Recently I was on Reddit, on the /r/EDMproduction channel, and someone asked an interesting question, one that i've often asked myself. The user wanted to know if it was worth working on music when you only have time for a short session. That is to say if it was worth working on music when you have only say on or two hours to spare. While it's undoubtledly true that to flesh out an idea properly you need at least four hours, depending on how fast you work, i've heard several well known producers say that unless you have at least four hours to spare then it's not worth embarking on composition and song arrangement. Notably an artist known as iLL Gates in his iLL Methodology workshop was an advocate of this idea, stating that unless you have four or more hours it was better to focus on things like sound design and sample sorting.

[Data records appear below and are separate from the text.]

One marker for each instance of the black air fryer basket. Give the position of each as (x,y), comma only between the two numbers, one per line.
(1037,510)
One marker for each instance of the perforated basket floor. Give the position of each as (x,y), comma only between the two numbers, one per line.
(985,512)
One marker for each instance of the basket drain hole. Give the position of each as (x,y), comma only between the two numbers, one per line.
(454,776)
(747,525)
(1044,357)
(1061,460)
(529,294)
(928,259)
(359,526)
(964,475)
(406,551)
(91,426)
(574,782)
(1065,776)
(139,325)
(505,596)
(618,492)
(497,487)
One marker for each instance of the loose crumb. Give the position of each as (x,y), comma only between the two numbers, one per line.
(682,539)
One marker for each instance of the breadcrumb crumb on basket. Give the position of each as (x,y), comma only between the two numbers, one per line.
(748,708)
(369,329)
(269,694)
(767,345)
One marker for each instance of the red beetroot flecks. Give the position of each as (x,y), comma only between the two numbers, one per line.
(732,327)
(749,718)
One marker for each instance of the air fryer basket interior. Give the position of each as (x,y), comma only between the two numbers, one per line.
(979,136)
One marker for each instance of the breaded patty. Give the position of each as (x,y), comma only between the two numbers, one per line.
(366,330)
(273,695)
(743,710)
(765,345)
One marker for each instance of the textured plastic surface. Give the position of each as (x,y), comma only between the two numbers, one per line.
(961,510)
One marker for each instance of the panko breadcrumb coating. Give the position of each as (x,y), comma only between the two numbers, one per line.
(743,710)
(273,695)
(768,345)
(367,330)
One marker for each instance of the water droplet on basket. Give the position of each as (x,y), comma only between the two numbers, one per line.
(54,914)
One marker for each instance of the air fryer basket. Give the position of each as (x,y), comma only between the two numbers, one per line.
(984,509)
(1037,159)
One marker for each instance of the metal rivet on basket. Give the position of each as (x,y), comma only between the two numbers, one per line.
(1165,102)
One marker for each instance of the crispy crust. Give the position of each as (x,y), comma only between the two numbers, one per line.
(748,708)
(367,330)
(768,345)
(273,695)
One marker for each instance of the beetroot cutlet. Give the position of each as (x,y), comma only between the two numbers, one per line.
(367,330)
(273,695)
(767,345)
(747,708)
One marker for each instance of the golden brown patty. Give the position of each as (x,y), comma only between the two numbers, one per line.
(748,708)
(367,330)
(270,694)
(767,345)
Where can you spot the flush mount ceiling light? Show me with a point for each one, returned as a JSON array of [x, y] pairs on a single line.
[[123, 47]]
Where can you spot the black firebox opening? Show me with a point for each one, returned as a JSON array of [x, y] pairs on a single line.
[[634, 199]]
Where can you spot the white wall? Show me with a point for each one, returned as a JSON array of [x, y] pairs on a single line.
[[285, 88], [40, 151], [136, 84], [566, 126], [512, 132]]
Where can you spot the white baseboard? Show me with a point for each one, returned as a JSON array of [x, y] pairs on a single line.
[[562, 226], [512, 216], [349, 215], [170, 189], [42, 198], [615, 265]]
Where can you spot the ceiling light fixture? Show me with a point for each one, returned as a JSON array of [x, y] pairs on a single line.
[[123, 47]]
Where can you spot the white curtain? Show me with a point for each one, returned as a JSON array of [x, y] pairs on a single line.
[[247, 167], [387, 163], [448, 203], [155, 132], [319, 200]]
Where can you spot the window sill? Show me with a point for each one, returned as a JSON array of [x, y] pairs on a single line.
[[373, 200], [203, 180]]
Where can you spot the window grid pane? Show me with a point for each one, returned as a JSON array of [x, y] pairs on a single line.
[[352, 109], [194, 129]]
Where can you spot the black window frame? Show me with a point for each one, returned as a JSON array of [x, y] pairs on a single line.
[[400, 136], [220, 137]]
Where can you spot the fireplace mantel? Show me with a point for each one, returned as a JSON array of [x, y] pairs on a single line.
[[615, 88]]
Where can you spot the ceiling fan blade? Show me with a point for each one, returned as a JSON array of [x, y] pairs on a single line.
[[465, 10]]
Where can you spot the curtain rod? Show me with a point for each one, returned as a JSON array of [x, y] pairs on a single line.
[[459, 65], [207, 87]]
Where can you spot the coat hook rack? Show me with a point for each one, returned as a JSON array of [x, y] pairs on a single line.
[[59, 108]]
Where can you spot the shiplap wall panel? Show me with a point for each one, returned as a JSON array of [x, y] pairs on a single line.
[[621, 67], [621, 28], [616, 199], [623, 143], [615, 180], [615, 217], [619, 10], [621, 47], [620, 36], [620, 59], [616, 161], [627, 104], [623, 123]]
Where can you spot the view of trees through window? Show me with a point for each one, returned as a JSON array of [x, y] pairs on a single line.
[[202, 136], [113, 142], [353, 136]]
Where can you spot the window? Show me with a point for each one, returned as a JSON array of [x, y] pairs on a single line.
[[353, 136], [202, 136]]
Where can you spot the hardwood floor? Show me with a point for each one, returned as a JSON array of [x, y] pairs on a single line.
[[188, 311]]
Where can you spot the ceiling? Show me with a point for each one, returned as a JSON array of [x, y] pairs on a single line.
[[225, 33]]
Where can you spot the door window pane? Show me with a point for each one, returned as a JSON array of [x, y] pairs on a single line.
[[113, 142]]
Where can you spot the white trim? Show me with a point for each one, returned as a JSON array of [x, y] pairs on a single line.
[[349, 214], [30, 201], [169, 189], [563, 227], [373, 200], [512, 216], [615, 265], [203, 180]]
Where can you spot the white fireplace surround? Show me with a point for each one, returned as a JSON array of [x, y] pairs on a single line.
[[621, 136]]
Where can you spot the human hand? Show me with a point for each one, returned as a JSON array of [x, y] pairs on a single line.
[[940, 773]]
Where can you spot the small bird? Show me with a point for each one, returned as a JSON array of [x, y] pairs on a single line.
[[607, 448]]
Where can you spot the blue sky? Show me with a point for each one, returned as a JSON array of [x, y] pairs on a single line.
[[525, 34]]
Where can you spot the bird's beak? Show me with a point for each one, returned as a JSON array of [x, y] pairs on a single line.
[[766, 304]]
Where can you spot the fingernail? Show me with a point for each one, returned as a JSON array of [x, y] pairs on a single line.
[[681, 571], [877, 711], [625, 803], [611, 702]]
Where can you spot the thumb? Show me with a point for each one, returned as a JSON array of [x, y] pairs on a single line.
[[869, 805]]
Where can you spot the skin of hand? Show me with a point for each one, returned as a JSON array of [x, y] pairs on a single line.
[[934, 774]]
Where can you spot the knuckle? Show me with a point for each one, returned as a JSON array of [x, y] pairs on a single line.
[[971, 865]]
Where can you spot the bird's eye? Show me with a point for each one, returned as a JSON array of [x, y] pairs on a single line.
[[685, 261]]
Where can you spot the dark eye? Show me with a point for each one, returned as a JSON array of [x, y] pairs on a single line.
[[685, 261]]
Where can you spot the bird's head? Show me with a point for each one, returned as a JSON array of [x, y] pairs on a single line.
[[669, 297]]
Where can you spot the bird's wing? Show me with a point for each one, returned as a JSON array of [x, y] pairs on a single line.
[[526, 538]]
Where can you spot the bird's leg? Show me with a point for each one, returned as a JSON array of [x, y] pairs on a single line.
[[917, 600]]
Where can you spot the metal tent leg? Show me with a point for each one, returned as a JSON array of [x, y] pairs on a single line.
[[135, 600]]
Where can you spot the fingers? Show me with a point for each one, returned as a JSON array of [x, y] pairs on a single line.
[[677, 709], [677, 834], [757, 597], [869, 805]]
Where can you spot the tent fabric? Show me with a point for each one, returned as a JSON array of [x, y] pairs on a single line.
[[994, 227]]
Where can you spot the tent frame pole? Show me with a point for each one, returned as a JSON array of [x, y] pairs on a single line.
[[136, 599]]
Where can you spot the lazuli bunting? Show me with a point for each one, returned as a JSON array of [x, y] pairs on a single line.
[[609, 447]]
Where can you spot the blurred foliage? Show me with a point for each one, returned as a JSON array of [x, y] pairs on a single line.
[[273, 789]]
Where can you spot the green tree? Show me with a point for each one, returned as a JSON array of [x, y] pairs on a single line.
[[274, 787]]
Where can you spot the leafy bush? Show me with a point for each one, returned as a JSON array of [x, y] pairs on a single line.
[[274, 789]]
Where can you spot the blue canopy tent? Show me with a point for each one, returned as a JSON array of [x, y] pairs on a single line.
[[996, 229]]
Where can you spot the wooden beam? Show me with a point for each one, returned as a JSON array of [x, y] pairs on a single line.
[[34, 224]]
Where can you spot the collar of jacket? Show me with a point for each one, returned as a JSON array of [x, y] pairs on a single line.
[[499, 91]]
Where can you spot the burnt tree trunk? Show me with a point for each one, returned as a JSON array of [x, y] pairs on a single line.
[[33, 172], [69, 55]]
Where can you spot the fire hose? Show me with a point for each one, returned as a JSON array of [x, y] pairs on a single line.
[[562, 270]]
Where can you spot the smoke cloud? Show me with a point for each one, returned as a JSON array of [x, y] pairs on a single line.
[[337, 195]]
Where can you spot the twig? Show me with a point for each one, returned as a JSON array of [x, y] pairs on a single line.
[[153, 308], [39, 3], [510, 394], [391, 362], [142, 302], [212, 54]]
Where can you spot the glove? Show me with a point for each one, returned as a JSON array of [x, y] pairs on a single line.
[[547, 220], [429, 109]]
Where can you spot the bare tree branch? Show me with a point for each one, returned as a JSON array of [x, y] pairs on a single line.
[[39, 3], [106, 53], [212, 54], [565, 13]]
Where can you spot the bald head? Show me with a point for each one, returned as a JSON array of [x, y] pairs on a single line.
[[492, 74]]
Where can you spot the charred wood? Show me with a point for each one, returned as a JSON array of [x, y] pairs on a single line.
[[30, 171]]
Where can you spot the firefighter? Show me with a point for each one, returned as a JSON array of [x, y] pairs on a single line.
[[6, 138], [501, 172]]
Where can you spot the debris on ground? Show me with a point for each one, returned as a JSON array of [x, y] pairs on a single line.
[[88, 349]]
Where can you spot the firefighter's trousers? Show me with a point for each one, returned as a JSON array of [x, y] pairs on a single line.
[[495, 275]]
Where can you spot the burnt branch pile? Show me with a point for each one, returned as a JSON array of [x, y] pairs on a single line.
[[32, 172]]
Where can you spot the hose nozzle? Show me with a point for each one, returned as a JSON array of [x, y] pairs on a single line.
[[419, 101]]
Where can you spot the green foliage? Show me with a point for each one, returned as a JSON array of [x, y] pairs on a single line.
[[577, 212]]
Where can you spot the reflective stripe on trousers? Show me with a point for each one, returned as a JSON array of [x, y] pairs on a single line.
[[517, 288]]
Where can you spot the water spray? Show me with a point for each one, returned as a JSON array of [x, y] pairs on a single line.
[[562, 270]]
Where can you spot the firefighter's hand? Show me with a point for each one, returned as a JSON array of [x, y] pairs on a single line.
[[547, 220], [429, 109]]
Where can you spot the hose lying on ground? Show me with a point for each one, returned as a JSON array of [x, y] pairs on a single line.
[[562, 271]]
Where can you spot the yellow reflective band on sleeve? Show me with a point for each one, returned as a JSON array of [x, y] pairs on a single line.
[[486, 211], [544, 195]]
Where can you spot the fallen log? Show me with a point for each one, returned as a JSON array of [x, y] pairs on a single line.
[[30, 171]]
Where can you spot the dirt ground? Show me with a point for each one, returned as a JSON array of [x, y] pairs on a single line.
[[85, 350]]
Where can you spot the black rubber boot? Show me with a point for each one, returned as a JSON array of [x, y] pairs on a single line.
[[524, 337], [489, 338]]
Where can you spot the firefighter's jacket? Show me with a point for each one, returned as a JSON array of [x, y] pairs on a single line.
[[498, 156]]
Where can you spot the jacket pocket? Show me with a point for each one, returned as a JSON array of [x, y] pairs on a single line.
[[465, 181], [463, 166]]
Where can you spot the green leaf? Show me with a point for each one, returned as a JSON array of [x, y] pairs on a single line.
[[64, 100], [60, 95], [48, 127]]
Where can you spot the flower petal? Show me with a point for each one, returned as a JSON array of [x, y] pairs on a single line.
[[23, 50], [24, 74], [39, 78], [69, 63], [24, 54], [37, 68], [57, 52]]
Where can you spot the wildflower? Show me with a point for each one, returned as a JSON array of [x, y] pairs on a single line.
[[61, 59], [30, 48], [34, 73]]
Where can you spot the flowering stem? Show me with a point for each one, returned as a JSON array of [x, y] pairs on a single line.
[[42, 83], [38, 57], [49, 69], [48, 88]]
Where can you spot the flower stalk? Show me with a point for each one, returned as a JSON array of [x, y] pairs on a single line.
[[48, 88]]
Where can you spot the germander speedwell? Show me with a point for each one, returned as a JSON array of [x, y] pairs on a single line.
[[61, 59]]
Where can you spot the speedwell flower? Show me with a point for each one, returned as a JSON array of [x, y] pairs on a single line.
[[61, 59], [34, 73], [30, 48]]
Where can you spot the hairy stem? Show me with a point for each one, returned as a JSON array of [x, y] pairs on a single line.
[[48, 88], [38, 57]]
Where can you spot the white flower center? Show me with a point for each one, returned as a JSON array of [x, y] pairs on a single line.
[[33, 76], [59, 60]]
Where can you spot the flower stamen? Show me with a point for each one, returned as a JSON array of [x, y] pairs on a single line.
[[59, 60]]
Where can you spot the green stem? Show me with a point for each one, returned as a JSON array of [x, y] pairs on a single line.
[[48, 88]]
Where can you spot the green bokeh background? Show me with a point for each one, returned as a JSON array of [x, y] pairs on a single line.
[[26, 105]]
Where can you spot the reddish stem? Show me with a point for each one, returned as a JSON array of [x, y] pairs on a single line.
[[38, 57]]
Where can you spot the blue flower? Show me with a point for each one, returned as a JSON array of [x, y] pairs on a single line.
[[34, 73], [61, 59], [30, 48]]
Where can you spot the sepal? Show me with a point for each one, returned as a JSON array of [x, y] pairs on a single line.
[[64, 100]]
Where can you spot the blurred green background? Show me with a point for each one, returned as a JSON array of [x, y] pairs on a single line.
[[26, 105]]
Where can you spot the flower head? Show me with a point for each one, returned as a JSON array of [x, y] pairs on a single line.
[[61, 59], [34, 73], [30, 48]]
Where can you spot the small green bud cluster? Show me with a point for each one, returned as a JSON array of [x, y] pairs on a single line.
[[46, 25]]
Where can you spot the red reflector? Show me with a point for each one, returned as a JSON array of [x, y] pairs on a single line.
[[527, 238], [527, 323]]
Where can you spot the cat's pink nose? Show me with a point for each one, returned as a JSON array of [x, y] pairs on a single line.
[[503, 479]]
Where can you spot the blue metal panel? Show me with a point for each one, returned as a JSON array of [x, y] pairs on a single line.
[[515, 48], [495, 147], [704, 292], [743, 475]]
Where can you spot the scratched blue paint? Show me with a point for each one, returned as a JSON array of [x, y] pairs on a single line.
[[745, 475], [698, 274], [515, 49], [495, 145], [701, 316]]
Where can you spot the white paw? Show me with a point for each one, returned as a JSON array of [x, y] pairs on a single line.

While this sort of preparation is undoubdtedly crucial, and yes you should spend a bit of time at least a few times a week on sound design, sorting samples and doing other similar repetitive tasks, my contention is that it's most definitely not a waste of time to use a short session for composing or arranging. If you are a musician that lives of his or her music and doesnt have a day job, then it makes sense to focus on arrangement an composition early in the day in a focused manner, devoting a longer session to this end, and later in the day when you are perhaps not as fresh and not as productive you can do something more repetitive such as the tasks I mentioned before. However if you are like me and you have to fit music around a day job like teaching or something else, then this approach doesnt make any sense. You'll end up using it as an excuse to do nothing at all, telling yourself that there's no point in starting anything because you have less than four hours.
Furthermore, creating a little melody or composing a loop in a short space of time can be a really great way to work. If you know that you only have an hour to put something down, this kind of pressure helps focus your attention and get results. Go into your short session with a goal, one thats easy to reach. Be in the habit of constantly moving things forward this way. Once you've got your idea down, you can now walk away from your home studio and let the idea develop in your subconsious mind. Even if you aren't think about the loop or melody you've made directly, your mind will be analyzing the puzzle, and thinking of ways to make what you've composed work in the context of a full track. When you come back to develop your idea and you have more time, fleshing out your idea should be relatively easy as a result of this.
So don't deny the importance of the short session. Be playful, make a loop or melody for the sake of it and then come back and see if you can use it later. If you are in the habit of constantly moving things forward in this way you'll learn and progress more as an artist in the long run than you would by trying to divide your time in other ways. The more you get used to putting the pieces of the puzzle together, the better you will get at it and considerations of time are somewhat irrelevant.